- 293 Okunma
- 0 Yorum
- 0 Beğeni
“Yangın Yerinde” Kabare mi Komedi mi?
“Yangın Yerinde Kabare” isimli oyun, KKTC gündemine birdenbire düşüverdi. Veya kasıtlı olarak, bilerek düşürüldü. Kaç gündür gerek basında, gerek sosyal medyada, gerekse TV’lerde başka bir şey konuşulmaz oldu.
Nedir bu “Yangın Yerinde Kabare” oyunu? Neden bu kadar gündeme oturdu? Neden bu kadar ses getirdi? Edebi yönü çok güçlü bir oyun muydu? Sanat açısından paha biçilmez bir oyun muydu? Kim yazdı? Neden yazdı? İçerik olarak neyi ele alıyordu?

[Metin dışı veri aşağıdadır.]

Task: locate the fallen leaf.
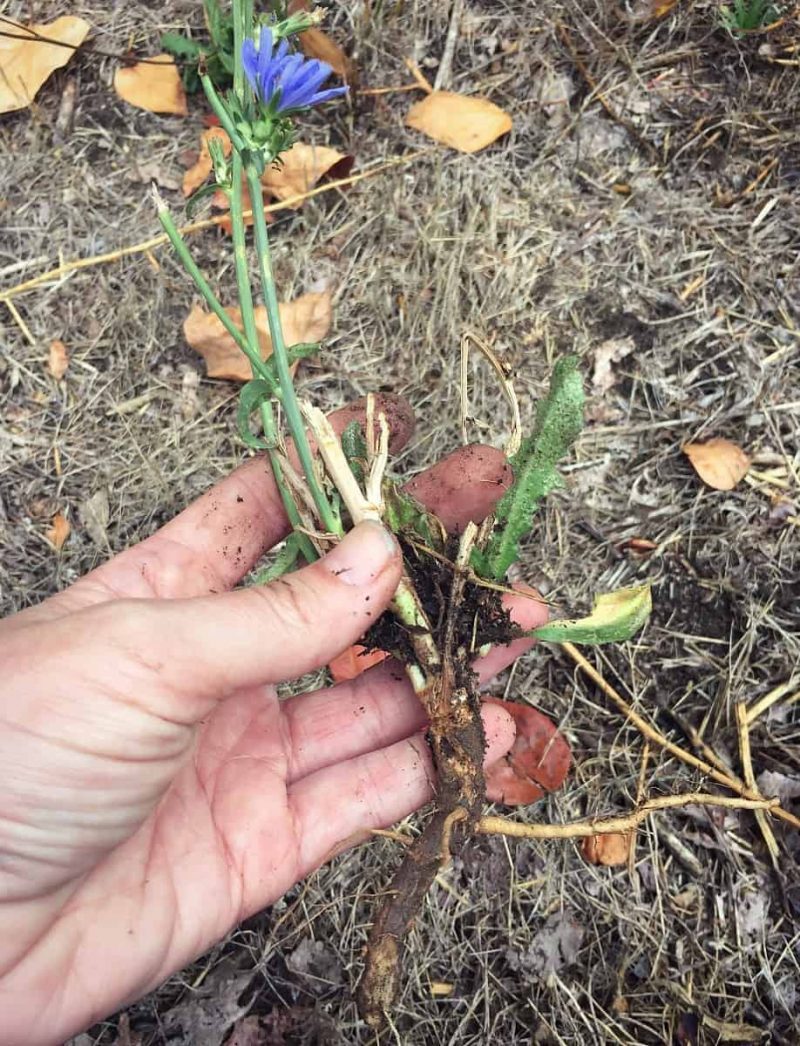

Oyun, Yaşar Ersoy tarafından yazılmış, politik eleştiri türünde, bir komedi oyunu. Henüz yeni kaleme alınmış bir oyun. Bu nedenle pek okuyan yok. Ama her nedense oyun üzerinde olumlu; ya da olumsuz herkes bir şeyler söylemeye başladı.
Öncelikle oyunun adından başlayalım. “Yangın Yerinde Kabare” oyunu ilk bakışta bana Mehmet Baydur tarafından yazılan “Yangın Yerinde Orkideler” isimli oyunu çağırıştırdı. Yani ismin bir kopyadan ibaret olduğu düşüncesini verdi. Bu oyunla isim benzerliğinden başka ortak bir yönlerinin olduğunu sanmıyorum. Öyle sanıyorum ki oyunun yazarı, Kıbrıs Türk Devlet Tiyatroları’nın en son sahnelediği “Yangın Yerinde Orkideler” adlı oyun olmasından dolayı bu ismi vermiş oyununa. Çünkü Yangın Yerinde Orkideler’den sonra Kıbrıs Türk Devlet Tiyatroları’nda yangın çıkmış ve tam 20 yıldır taş üstüne taş konulmamıştır.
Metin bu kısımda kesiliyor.